Cross-domain Self-supervised Learning for Domain Adaptation with Few Source Labels
Donghyun Kim, Kuniaki Saito, Tae-Hyun Oh, Bryan A. Plummer, Stan, Sclaroff, and Kate Saenko

TL;DR
This paper introduces a cross-domain self-supervised learning method designed for domain adaptation scenarios with limited labeled source data, effectively learning discriminative, domain-invariant features to improve target domain performance.
Contribution
It proposes a novel self-supervised learning approach that enhances domain adaptation with few source labels by capturing visual similarities and cross-domain feature matching.
Findings
Significantly improves target accuracy with few source labels.
Effective on standard benchmark datasets.

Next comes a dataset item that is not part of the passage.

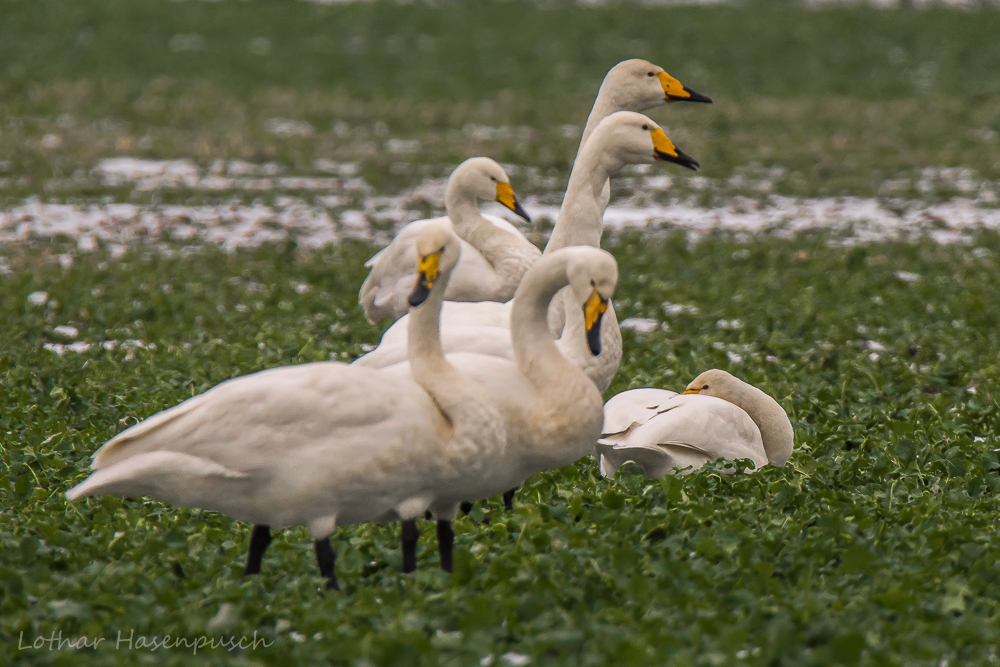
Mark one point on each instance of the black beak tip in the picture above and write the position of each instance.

Helpful in classical domain adaptation scenarios.
Abstract
Existing unsupervised domain adaptation methods aim to transfer knowledge from a label-rich source domain to an unlabeled target domain. However, obtaining labels for some source domains may be very expensive, making complete labeling as used in prior work impractical. In this work, we investigate a new domain adaptation scenario with sparsely labeled source data, where only a few examples in the source domain have been labeled, while the target domain is unlabeled. We show that when labeled source examples are limited, existing methods often fail to learn discriminative features applicable for both source and target domains. We propose a novel Cross-Domain Self-supervised (CDS) learning approach for domain adaptation, which learns features that are not only domain-invariant but also class-discriminative. Our self-supervised learning method captures apparent visual similarity with…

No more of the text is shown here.